After endlessly studying for an exam, you can’t wait to see if those sleepless nights, dozens of espresso shots and never-ending Quizlet flashcards have effectively paid off. Throughout the week, you obsessively check Blackboard to see if your grade has been updated, but heave an exhaustive sigh when you realize the taskbar remains blank. As the quarter approaches its end, you look again. Still no grade. How are you supposed to know how you are doing without having a grade clearly posted?
Grades are unmistakably the most imperative component of your college career. These numbers dictate GPA, scholarships, future jobs, and if you’re like me, your overall sanity — and yet, many professors fail to regularly update grades, even though they have a designated platform to utilize precisely for the cause. Many professors also fail to offer in-person feedback on grades, leaving hardworking students tragically uncertain.
So that students are consistently receiving grades on assignments they industriously endured, there should be more regulations in regards to inputting grades and sharing progress more generally. Students do their part when they complete an assignment and consequently, our professors need to be doing theirs by concluding this cycle through the implementation of a grade.

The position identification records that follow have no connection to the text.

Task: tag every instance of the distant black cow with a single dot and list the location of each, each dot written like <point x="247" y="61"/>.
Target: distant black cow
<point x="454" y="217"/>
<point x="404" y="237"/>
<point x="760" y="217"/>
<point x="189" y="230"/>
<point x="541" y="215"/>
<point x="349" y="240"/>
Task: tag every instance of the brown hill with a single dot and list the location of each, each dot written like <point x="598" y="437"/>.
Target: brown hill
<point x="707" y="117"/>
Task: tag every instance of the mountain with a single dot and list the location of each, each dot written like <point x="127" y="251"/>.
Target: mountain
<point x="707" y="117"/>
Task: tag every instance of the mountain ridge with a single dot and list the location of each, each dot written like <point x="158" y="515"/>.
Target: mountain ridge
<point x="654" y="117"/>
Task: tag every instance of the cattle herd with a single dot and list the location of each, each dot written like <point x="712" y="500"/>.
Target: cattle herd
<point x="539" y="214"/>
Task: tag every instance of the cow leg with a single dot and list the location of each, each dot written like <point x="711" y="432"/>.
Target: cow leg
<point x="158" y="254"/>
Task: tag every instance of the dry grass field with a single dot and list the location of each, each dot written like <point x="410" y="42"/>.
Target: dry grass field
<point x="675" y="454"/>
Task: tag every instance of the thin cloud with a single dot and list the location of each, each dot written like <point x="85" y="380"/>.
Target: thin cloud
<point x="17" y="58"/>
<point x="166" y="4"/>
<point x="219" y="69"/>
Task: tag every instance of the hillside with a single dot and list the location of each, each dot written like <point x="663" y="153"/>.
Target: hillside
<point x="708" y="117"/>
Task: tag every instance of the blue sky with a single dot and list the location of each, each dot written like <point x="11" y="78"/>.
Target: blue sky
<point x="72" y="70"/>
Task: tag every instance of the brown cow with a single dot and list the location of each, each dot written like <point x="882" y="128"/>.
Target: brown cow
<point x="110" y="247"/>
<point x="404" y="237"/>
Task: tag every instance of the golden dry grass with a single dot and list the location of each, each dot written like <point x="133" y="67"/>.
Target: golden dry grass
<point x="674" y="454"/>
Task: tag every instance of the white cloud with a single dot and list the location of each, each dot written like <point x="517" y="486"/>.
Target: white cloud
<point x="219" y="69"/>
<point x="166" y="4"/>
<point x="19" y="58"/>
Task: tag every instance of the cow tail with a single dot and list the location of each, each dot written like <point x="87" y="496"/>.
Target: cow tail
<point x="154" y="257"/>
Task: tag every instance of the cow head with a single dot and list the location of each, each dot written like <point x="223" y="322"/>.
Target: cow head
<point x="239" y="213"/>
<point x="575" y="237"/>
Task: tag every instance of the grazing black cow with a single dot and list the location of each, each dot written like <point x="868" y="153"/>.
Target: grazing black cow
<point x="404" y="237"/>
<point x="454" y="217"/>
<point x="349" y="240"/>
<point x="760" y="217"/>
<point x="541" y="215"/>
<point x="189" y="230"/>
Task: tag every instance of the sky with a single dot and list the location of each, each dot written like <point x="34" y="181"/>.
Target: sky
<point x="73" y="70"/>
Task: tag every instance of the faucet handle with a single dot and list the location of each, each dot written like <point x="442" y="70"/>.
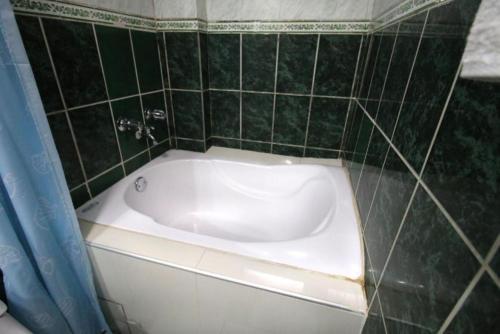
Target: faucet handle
<point x="156" y="114"/>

There should be a specified period of time that a professor has to add a grade. If a student submits an assignment at the end of week one and doesn’t know what they earned until week nine, then their overall learning process has been spoiled. Learning is all about scrutinizing our pitfalls so that we can improve them for the next time, and mimicking our strengths. Without grades, we are trapped in the same level, unable to advance our abilities any further.
Moreover, feedback is vital to the learning process and yet, it can sometimes be entirely void. How can you really learn if you never receive a marked up test, research paper or lab report that is clearly labeled with a grade? Just because the world is going digital, it doesn’t mean our hard work has to disappear in cyberspace too.
Currently, every professor practices a unique grading method. This can range from giving weekly grades to never entering a single grade at all. This lack of consistency is detrimental to the way that we learn. I have gone through courses where I never receive a single grade at all; I merely obtain a final grade the day grades are due, with no idea of how the grade was even calculated. For all I know, those papers and exams were never even looked at. I’d like to know if those hours of frustration, frantic screams and inevitable headaches were worth it.
Besides, it’s better if there’s a paper trail linked to the grade if questions later arise about the student’s work in the class. Not keeping record can cause vast confusion and irritation down the road.
Students are forced to be the ultimate puppets, robotically following a fated syllabus and crossing off assignments one by one. We follow these rules and stick to the plan — and our teachers should too.
While students themselves should certainly be keeping track of their efforts, as this is sign of a meticulous student, it can sometimes be awkward and embarrassing to inquire about grades, causing students to merely ignore the issue overall. It shouldn’t be a guessing game. College may be a time of surprises — but grades certainly shouldn’t be one of them.
Professors do already endure much stress while balancing many substantial responsibilities, but the issue of grades is too significant for communication around the topic to be so hazy. Besides, students are also significantly overwhelmed and being unsure about grades only causes more strain.
If I had to give a grade to the current way many Drexel professors update grades, they would fail — but unlike many professors that I have encountered, I would make that clear from the beginning.